O Qdrant armazena esses vetores. Quando o aluno faz uma pergunta, transformamos a pergunta em números e o Qdrant busca matematicamente (usando cálculo de similaridade de cosseno) quais pedaços de informação no banco são mais "próximos" da dúvida do aluno.

A Geração de Contexto

O "pulo do gato" não está apenas em achar a informação, mas em como a entregamos ao Qwen. O processo que criamos é:

  1. Recuperação: O aluno pergunta. O sistema busca no Qdrant os trechos de apostilas ou conversas passadas mais relevantes.
  2. Montagem do Prompt: Criamos um "System Prompt" dinâmico.
    Você é o Professor João, especialista em Matemática.
    Use o seguinte contexto para responder ao aluno:
    [Informação recuperada do Qdrant aqui]
    
    Pergunta do aluno: [Pergunta original]
    
  3. Geração: O Qwen recebe esse pacote completo. Para ele, parece que ele "já sabia" daquilo, mas nós acabamos de "soprar" a resposta no ouvido dele.

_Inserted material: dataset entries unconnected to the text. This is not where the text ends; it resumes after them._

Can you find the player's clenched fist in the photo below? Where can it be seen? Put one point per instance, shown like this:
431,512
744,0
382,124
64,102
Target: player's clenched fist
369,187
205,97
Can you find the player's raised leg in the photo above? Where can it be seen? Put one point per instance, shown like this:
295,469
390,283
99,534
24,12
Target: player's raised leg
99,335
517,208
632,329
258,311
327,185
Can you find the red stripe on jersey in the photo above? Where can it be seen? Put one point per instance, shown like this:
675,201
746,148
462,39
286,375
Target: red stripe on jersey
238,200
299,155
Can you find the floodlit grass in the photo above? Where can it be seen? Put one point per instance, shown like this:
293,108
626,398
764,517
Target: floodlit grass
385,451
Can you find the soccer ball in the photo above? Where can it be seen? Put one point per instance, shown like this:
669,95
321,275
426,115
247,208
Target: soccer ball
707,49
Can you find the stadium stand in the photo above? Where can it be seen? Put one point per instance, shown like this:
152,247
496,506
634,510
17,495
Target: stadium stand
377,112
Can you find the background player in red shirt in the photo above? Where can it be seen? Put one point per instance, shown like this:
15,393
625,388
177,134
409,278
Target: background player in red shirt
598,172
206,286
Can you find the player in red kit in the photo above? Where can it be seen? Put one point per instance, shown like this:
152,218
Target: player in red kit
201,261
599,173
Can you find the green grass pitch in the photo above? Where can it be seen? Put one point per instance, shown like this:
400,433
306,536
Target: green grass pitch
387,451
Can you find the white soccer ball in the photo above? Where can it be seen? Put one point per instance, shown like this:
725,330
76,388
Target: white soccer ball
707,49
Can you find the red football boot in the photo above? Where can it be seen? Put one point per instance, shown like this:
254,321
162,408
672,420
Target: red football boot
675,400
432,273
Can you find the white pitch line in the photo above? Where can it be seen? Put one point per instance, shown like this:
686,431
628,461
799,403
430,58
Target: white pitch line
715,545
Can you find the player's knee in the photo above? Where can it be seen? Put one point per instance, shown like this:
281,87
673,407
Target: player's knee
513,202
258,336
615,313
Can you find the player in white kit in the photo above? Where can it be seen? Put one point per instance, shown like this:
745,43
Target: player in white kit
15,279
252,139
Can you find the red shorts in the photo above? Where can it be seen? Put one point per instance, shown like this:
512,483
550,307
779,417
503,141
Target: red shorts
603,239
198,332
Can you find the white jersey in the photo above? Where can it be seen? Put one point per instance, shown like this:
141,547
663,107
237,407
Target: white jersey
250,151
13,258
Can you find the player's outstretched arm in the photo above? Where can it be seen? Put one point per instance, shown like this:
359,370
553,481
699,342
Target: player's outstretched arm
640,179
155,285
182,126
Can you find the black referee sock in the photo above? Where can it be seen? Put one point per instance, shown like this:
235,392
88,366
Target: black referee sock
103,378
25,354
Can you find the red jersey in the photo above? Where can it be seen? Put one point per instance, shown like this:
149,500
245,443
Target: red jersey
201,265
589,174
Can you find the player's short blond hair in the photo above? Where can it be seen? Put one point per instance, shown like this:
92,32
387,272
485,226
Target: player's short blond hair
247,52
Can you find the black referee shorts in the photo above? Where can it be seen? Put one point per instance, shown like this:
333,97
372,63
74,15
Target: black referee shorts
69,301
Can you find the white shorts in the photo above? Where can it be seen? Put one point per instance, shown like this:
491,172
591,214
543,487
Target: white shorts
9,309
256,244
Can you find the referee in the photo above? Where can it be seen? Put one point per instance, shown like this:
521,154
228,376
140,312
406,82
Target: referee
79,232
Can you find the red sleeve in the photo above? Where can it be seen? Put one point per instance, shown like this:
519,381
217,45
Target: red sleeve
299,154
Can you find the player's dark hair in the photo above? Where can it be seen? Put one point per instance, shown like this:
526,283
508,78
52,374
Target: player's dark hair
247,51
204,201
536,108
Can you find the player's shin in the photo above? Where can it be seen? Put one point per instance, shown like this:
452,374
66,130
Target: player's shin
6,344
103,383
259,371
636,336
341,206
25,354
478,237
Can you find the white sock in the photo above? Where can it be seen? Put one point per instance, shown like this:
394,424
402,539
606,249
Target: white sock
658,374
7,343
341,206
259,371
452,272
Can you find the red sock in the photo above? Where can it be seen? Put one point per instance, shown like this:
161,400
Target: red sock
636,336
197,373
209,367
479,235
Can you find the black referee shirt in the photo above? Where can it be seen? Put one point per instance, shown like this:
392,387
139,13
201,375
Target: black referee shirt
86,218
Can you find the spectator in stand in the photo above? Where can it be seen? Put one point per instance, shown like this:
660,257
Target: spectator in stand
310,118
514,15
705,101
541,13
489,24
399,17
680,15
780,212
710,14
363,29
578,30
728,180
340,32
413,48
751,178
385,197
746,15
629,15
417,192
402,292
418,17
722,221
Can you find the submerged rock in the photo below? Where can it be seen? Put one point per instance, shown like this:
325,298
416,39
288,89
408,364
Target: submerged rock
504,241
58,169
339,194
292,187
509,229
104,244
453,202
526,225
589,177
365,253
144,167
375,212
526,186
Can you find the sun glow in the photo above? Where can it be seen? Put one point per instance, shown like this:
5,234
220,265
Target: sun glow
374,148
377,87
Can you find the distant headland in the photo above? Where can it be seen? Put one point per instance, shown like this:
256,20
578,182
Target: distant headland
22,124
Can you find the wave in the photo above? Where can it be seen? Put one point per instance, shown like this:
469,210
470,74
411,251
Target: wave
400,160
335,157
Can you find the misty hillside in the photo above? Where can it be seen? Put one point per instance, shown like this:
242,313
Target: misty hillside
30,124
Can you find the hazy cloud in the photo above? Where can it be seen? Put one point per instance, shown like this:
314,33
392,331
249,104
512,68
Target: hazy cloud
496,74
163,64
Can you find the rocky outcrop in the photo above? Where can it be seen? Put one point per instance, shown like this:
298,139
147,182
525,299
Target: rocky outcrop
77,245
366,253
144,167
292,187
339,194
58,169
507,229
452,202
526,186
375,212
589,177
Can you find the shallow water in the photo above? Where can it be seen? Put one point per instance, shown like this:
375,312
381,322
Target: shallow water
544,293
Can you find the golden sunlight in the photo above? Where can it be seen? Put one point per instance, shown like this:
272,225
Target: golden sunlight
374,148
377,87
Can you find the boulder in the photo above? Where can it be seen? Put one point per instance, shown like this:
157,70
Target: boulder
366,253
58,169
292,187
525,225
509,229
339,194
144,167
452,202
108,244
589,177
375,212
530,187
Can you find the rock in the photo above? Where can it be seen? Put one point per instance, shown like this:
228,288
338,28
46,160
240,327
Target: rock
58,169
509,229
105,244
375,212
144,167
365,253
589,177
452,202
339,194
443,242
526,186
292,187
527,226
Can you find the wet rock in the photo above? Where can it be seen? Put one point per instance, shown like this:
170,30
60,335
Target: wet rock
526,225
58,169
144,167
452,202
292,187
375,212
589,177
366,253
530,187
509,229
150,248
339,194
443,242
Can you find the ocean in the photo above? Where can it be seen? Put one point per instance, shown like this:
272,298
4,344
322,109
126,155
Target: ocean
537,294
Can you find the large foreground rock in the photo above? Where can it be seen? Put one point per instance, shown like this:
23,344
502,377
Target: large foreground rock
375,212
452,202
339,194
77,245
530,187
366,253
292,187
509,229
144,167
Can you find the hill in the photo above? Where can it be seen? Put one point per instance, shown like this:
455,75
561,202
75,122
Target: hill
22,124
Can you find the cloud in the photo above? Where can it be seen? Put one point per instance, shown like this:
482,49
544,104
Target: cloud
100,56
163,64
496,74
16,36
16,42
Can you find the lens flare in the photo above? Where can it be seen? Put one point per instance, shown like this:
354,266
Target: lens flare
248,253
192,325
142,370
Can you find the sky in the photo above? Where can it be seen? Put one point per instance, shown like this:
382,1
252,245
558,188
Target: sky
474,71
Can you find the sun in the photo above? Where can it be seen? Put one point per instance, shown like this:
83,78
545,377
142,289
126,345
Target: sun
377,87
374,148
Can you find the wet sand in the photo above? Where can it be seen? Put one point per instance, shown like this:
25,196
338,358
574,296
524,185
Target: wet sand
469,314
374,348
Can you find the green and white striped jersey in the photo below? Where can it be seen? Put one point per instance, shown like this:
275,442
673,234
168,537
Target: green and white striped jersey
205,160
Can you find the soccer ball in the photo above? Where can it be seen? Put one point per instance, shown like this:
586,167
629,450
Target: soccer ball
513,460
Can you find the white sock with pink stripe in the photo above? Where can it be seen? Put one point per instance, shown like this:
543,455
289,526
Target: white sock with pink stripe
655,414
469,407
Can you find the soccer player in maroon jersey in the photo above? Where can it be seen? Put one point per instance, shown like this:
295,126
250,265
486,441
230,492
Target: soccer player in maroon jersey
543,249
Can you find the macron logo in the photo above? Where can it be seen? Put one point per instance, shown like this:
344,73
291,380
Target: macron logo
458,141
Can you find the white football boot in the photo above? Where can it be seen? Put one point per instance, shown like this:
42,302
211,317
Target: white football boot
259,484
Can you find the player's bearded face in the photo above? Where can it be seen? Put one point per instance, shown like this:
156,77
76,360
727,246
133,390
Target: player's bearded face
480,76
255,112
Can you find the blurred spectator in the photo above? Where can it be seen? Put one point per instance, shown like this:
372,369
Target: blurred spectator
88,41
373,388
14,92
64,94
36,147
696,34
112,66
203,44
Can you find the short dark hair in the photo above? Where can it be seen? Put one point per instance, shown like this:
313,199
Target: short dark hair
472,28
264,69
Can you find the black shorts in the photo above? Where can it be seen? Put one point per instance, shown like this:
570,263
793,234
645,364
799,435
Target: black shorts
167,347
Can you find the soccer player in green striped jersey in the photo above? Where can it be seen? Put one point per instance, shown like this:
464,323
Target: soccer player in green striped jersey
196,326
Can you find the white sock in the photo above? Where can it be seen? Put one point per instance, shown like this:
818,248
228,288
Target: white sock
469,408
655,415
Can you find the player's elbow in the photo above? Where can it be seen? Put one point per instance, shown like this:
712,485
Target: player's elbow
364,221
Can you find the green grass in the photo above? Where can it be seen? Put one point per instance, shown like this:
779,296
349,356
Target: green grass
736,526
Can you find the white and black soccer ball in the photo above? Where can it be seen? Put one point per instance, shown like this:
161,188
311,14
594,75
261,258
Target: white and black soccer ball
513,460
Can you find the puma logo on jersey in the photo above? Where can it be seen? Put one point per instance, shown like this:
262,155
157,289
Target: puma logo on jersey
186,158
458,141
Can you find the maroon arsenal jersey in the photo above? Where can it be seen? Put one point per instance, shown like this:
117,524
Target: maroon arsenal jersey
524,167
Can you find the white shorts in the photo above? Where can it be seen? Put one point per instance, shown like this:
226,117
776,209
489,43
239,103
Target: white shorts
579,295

🔄 O Fluxo: Treinamento vs Contexto (RAG)

Muitas vezes há confusão entre o que o modelo "aprendeu" (Treinamento) e o que ele "lê" no momento (Contexto). O diagrama abaixo ilustra como combinamos a inteligência pré-treinada do Qwen com o conhecimento específico do BraipHub armazenado no Qdrant.

Nota sobre o Diagrama: A parte "Rosa" representa o que vem de fábrica no modelo (não mudamos isso). A parte "Azul" é o nosso diferencial: o conhecimento vivo que atualizamos no Qdrant a qualquer momento.

🎓 Tutores Dinâmicos

Uma das maiores inovações do BraipHub foi tornar os tutores configuráveis via banco de dados (PostgreSQL). Não precisamos recriar o código para criar um novo "Professor de História". Apenas inserimos um novo registro com a "personalidade" (System Prompt) e a base de conhecimento específica.

Isso permite que um único sistema rode centenas de especialistas diferentes, apenas trocando o contexto e a "máscara" que o modelo usa a cada requisição.


A jornada de construir IA local é sobre fazer mais com menos. Com a escolha certa de ferramentas (Qwen + Qdrant) e otimização de hardware, conseguimos criar um sistema educacional de ponta, soberano e economicamente viável.